You start with a small mixing bowl, adding eggs, sugar, vanilla, and a pinch of salt. Use your whisk and start blending. You want to do this for up to five minutes to make sure it is entirely integrated.
While you are doing that, you can add your cold milk to a saucepan. Put the burner on medium-low and let it warm to the point of being hot, but avoid anything resembling a boil.
Here comes the tricky part. You drizzle the milk into the egg mixture a bit at a time, mixing the entire time with the whisk. Eventually, it is all added. Then pour the full mixture back into the saucepan on low and whisk for some minutes. You will see the magic all fall into place, as the custard materializes.
I will say again: never boil this. It is in this stage that you can add a teaspoon of cornstarch previously dissolved into a bit of cold milk and gradually blended in.

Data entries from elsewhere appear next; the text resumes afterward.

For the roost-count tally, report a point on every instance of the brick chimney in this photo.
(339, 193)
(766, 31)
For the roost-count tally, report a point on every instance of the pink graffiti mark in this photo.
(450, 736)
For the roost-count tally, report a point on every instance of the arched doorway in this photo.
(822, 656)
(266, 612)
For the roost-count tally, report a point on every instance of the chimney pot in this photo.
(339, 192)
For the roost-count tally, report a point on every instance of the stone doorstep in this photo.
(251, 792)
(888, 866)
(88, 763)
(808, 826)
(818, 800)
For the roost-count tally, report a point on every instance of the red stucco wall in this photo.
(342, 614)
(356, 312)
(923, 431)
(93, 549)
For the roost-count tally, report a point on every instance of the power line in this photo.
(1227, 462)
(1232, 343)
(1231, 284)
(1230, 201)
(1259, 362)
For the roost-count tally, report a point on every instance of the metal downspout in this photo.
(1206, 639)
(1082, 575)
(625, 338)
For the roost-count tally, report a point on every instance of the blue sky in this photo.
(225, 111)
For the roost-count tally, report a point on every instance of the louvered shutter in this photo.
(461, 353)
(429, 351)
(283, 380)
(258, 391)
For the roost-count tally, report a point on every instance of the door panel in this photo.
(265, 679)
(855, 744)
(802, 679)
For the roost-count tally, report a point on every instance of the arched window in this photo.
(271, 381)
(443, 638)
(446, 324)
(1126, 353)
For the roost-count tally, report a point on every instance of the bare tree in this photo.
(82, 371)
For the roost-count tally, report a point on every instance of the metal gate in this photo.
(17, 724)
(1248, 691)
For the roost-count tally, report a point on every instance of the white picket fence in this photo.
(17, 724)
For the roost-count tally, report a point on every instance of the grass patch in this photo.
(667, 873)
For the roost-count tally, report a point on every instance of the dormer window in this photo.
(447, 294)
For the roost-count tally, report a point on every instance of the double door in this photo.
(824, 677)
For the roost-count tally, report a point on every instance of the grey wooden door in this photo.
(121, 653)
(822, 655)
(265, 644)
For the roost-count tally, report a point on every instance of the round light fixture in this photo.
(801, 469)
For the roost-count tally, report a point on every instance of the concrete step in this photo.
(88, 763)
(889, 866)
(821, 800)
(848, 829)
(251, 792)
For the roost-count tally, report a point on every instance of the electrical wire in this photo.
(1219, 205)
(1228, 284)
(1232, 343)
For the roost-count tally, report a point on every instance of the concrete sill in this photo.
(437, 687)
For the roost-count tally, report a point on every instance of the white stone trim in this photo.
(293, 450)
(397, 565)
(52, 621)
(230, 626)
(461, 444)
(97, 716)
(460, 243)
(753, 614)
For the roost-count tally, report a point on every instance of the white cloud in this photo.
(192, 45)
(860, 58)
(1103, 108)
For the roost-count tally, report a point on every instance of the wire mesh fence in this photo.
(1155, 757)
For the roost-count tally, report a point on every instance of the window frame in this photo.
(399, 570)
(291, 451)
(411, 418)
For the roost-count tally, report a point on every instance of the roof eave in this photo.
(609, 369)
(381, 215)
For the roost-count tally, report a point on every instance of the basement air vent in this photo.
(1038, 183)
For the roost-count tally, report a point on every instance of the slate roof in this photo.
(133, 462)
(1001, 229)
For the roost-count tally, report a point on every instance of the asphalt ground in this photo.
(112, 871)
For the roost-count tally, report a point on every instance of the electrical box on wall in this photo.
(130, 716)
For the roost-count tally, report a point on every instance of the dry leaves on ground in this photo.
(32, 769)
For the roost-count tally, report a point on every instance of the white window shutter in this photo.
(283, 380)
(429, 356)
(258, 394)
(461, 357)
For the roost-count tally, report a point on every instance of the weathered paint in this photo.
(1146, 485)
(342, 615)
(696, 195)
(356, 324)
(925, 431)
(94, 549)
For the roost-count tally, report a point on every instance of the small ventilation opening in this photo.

After about five minutes, you are done with the most delicious topping you have ever tried. It’s simple. It’s effervescent. It’s foundational and rooted. You can use it immediately or put it into a container for chilling in the refrigerator.
I personally had to do this twice to get it right. Once you see how it works, it quickly becomes second nature. After that, you begin to rethink everything. Why have you been buying ice cream all these years when the possibility of making this better and more comforting treat has been right at your fingertips?
Why is custard so underrated, so neglected? It has something to do with the convenience of alternatives. But there is surely more to it. Our generation has so much neglected the kitchen over decades—preferring always to outsource food to the restaurants—that we’ve subtly developed a kind of phobia about making anything from scratch.
We’ve just stopped believing in our own skills, even on such simple matters as making food for ourselves.
Our times are asking us to revisit this habit, simply for financial reasons. The custard I explain above costs a fraction of what you would pay at the restaurant, and it is much cheaper than any store-bought item. Above all else, you have made it yourself. There is much to say for that.